Vander Meulen is not afraid to use her voice and speak up for what she believes in, no matter how uncomfortable it may make some people. She’s especially passionate about the injustices within the healthcare system that she continues to deal with on a daily basis, even at 43 years old.

She reflects on her most recent experience at the eye doctor, where the nurse checking her in would only talk to her mother, assuming that Vander Meulen was not capable of speech. The infantilization of disabled adults is an ongoing problem within society and, ironically, within the healthcare space.

During the COVID pandemic, Vander Muelen had to ask her doctor if he was going to treat her. There were 12 states who tried to ban the use of ventilators among the disabled, by giving individuals without disabilities priority because they believed that they had a better quality of life. 

“I noticed you use the Minnesota model that allows the use of rationing of ventilators in case of emergencies and allows for disability criteria to be used, I need to know right now if you will save me,” Vander Muelen told her doctor.

On Dec. 2, 2021, the Wisconsin State Journal published an article which shed light on the story of a boy named Malix Kulczewski who was going through heart failure.

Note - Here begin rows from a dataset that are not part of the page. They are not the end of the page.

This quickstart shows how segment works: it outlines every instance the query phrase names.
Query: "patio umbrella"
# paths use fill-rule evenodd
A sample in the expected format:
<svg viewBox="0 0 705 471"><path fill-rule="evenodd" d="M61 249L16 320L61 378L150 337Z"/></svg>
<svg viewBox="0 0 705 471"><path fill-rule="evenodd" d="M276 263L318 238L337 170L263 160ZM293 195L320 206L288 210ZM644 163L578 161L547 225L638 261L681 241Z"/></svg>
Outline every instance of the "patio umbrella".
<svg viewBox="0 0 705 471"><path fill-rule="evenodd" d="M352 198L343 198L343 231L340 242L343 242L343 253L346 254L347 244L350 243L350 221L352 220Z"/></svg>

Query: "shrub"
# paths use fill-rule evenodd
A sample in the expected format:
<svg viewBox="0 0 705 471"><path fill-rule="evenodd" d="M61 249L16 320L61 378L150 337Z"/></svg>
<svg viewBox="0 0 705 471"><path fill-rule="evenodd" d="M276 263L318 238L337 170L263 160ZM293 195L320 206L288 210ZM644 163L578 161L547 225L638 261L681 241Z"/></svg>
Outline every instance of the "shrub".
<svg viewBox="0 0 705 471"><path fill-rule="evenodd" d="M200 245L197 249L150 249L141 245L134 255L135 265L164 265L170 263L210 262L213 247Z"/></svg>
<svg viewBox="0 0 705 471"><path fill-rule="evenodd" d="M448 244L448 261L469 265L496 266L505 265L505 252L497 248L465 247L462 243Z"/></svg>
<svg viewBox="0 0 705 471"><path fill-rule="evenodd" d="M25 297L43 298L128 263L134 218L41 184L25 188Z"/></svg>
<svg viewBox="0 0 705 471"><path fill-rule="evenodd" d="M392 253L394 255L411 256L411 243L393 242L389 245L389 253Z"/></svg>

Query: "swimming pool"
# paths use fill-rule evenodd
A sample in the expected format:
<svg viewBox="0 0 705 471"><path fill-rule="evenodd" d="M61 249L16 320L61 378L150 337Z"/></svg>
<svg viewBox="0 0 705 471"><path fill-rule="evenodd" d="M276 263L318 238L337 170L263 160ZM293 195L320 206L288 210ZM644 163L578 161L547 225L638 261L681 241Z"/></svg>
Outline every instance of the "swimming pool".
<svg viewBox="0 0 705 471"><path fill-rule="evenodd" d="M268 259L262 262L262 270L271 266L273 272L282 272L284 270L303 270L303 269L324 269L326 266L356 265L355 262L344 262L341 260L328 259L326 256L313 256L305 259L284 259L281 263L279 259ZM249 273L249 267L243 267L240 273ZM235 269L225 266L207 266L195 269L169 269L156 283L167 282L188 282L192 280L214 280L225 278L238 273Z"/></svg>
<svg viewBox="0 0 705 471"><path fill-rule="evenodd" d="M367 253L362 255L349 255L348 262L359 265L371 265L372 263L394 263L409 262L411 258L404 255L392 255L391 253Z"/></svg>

When his father asked a UW Health doctor about a heart transplant, he responded that it wasn’t a possibility because his son has Down syndrome. 

Kulczewski’s story created an awareness of the injustices against disabled people that occur on a daily basis and led to a national push to ban hospitals’ denying an organ transplant or discriminating against a patient because of a disability.

Vander Meulen feels passionate about fighting for disability rights because she knows what it feels like to be discriminated against. She believes a lot of reform is needed within the healthcare space regarding the way in which doctors treat patients.

“I finally found a dentist who understands disability. He is absolutely wonderful. He gets it. He actually talks to me, rather than just talking to my mother. He gives me follow-up calls to make sure things are going well. He asks things like, ‘how does this feel’ or ‘does this work for you.’ Nobody asks me that. It’s usually, ‘this is what we’re going to do.’ It makes you feel like a lab rat a lot,” Vander Muelen said.

Isabel Arya Gralough-Shah, a current journalism student at UW–Madison, was diagnosed with autism at three years old because she was not speaking yet. Isa discovered that many of her struggles have occurred within institutions of education and medical fields, and the lack of understanding and accommodation from her teachers and doctors. 

Isa explained that autism presents very differently for different people, and especially for women. Essentially, the expectations certain teachers had about autism did not align with the way Isa presented herself. Because she masks very well, her teachers assumed she didn’t need help when she really did.

“This semester I had a class where I expressed to my teacher previously, hey, so I can go into the testing center to get the testing alone and time and a half if you could just bring it to the testing center, and they didn’t listen to me so they were like ‘oh do you just want to come 15 minutes for class and take it in class?’ and I said I guess, sure, because I didn’t really have any other options. During that test, everyone was coming in, the sounds were overwhelming me and I couldn’t focus so I started to break down and cry in the middle of the exam, and I failed that exam. It was awful, it was a very awful experience. I had to go through my McBurney advisor to talk to my professor to be like, hey this is what happened during this exam and it can’t happen again, and now, after the breakdown, he believed me,” Isa said.

Ultimately, there is a need for increased awareness and a better understanding of the everyday struggles of disabled individuals. In order to challenge the assumptions that many people have around disabilities, it’s crucial to share the experiences of others to educate our society on a topic that is not talked about enough.